Today, however, non-Western powers are gaining political and economic influence, and no longer feel that the global architecture created in the late 1940s fits their purposes and their ambitions. They’re right. But in response, the Trump administration seems content to let the old order collapse—and even help accelerate that process—while seeming unwilling to use American power to create a new and better one.In a slightly different twist on how narratives influence foreign policy - more at the domestic than the grand strategy level - CSBA published a piece on how authoritarian states have used information warfare as a means to alter narratives within domestic politics. The title is "Countering Comprehensive Coercion: Competitive Strategies Against Authoritarian Political Warfare."
And in a piece by Aaron Friedberg on visions of international order, the author gives much more attention to ideas and ideology. Friedberg writes:
If they wish to respond effectively to these new realities, American and allied policymakers cannot afford to downplay the ideological dimension in their own strategy. Beijing’s obsessive desire to squelch dissent, block the inward flow of unfavourable news and discredit ‘so-called universal values’ bespeaks an insecurity that is, in itself, a form of strategic vulnerability.
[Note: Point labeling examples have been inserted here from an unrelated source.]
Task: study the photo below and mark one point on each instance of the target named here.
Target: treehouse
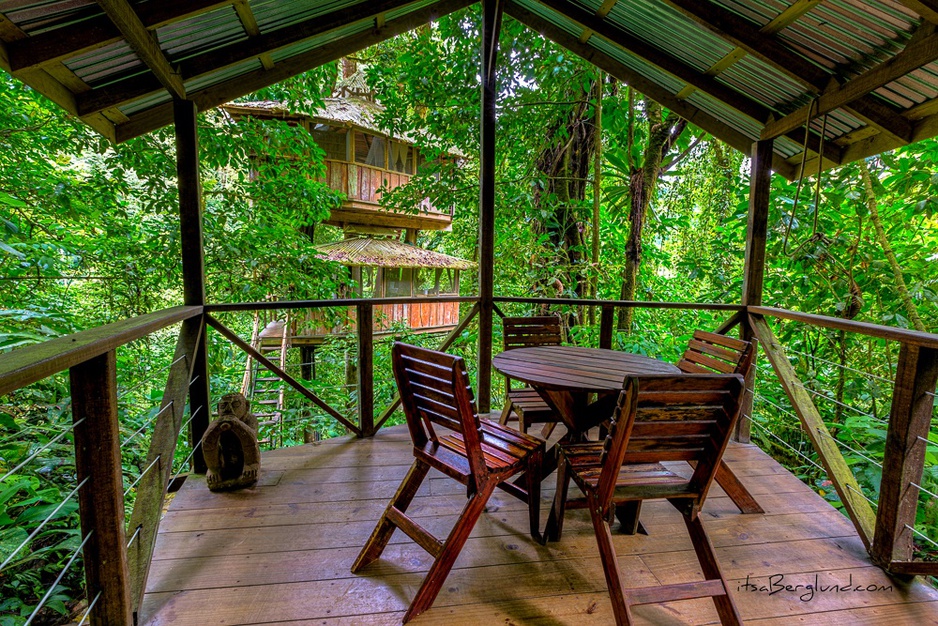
(759, 76)
(361, 161)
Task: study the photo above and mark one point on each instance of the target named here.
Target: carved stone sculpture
(230, 446)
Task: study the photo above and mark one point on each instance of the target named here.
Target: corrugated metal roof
(388, 253)
(223, 50)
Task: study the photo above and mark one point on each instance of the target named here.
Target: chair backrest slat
(710, 352)
(673, 418)
(528, 332)
(435, 389)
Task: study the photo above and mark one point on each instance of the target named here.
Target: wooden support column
(606, 326)
(904, 456)
(193, 265)
(366, 370)
(491, 25)
(101, 500)
(760, 183)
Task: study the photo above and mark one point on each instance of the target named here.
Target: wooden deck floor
(280, 553)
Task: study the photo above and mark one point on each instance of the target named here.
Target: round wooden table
(566, 375)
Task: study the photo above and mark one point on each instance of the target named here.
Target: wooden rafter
(743, 33)
(601, 12)
(144, 44)
(783, 19)
(595, 25)
(216, 95)
(97, 32)
(914, 56)
(608, 64)
(926, 8)
(140, 86)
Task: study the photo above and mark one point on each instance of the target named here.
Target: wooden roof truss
(740, 69)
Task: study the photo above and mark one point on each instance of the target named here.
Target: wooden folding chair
(709, 353)
(670, 418)
(526, 403)
(480, 454)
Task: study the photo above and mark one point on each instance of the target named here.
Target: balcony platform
(281, 552)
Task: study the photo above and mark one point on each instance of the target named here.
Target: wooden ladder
(268, 392)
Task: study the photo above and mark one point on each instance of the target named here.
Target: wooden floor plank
(282, 551)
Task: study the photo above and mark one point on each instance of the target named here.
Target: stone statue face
(233, 404)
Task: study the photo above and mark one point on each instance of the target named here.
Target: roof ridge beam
(144, 43)
(918, 53)
(140, 86)
(249, 23)
(213, 96)
(695, 116)
(97, 32)
(745, 34)
(757, 111)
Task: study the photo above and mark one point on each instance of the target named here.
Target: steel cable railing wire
(58, 579)
(834, 400)
(40, 450)
(147, 423)
(845, 367)
(42, 524)
(84, 618)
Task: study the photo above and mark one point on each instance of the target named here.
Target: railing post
(491, 25)
(366, 367)
(101, 500)
(904, 455)
(760, 185)
(606, 321)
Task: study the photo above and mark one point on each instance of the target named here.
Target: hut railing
(117, 556)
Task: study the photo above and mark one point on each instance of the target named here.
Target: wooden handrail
(697, 306)
(33, 363)
(912, 337)
(322, 304)
(860, 512)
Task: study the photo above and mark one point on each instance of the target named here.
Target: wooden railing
(115, 567)
(116, 574)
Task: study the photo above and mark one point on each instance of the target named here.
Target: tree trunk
(661, 136)
(565, 164)
(872, 205)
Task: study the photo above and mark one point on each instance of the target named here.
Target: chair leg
(555, 519)
(711, 570)
(607, 554)
(441, 567)
(385, 528)
(506, 413)
(533, 475)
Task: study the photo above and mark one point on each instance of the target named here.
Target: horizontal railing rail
(30, 364)
(89, 357)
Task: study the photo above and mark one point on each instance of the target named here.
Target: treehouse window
(332, 141)
(428, 168)
(402, 158)
(433, 282)
(369, 149)
(398, 281)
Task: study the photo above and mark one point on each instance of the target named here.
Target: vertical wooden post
(760, 183)
(491, 25)
(366, 380)
(101, 500)
(607, 317)
(904, 456)
(193, 265)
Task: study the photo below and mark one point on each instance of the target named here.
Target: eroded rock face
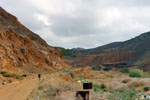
(110, 58)
(19, 46)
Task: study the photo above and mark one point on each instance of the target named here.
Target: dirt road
(18, 90)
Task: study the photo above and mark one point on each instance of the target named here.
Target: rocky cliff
(21, 47)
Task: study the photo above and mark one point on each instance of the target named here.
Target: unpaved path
(18, 90)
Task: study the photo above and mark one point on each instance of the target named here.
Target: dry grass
(135, 84)
(126, 80)
(61, 86)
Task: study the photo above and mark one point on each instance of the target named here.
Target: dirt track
(18, 90)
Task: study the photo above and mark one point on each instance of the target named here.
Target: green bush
(146, 88)
(107, 68)
(97, 68)
(135, 73)
(70, 71)
(123, 94)
(98, 88)
(23, 50)
(124, 70)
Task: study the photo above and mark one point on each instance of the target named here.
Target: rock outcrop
(20, 47)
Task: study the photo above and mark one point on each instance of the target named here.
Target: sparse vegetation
(97, 68)
(123, 94)
(146, 88)
(126, 80)
(124, 70)
(67, 52)
(11, 74)
(99, 88)
(136, 73)
(23, 50)
(70, 71)
(107, 68)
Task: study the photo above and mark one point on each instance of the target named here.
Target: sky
(82, 23)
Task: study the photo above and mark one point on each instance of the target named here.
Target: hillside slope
(135, 51)
(21, 47)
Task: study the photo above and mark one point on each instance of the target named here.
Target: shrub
(146, 88)
(124, 70)
(126, 80)
(135, 84)
(70, 71)
(72, 74)
(23, 50)
(136, 73)
(99, 88)
(97, 68)
(123, 94)
(107, 68)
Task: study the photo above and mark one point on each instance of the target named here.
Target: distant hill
(135, 51)
(21, 48)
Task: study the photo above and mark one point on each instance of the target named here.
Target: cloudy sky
(82, 23)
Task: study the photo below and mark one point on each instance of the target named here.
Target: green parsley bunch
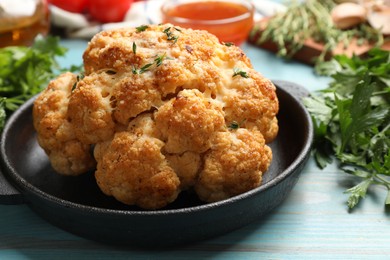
(352, 120)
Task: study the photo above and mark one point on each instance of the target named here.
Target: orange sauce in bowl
(229, 21)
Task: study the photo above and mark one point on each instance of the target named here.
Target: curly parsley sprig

China’s rulers clearly believe the ideological realm to be a crucially important domain of competition, one that they would be only too happy to see the United States and the other Western nations ignore or abandon....The attention given to ideology leaves the door wide open for research on narratives.
... Last but not least, the experience of the past century suggests that, if America’s leaders are serious about mobilising and sustaining the bureaucratic focus, domestic political support and economic resources necessary to wage a protracted strategic competition against a powerful and determined rival, they are going to have to cast the challenge, at least in part, in ideological terms. Geopolitical abstractions and economic statistics may be important, but historically what has moved and motivated the American people is a recognition that the principles on which their system is founded are under threat. There is an undeniable risk here of fear-mongering and overreaction, but at this point excessive caution and a continuing refusal to face facts may be an even greater danger. What is needed instead is a sober assessment of the challenge in all its dimensions, a clear articulation of the measures necessary to meet it, and leaders in Congress, the executive branch and the private sector who are capable of conveying both to the public.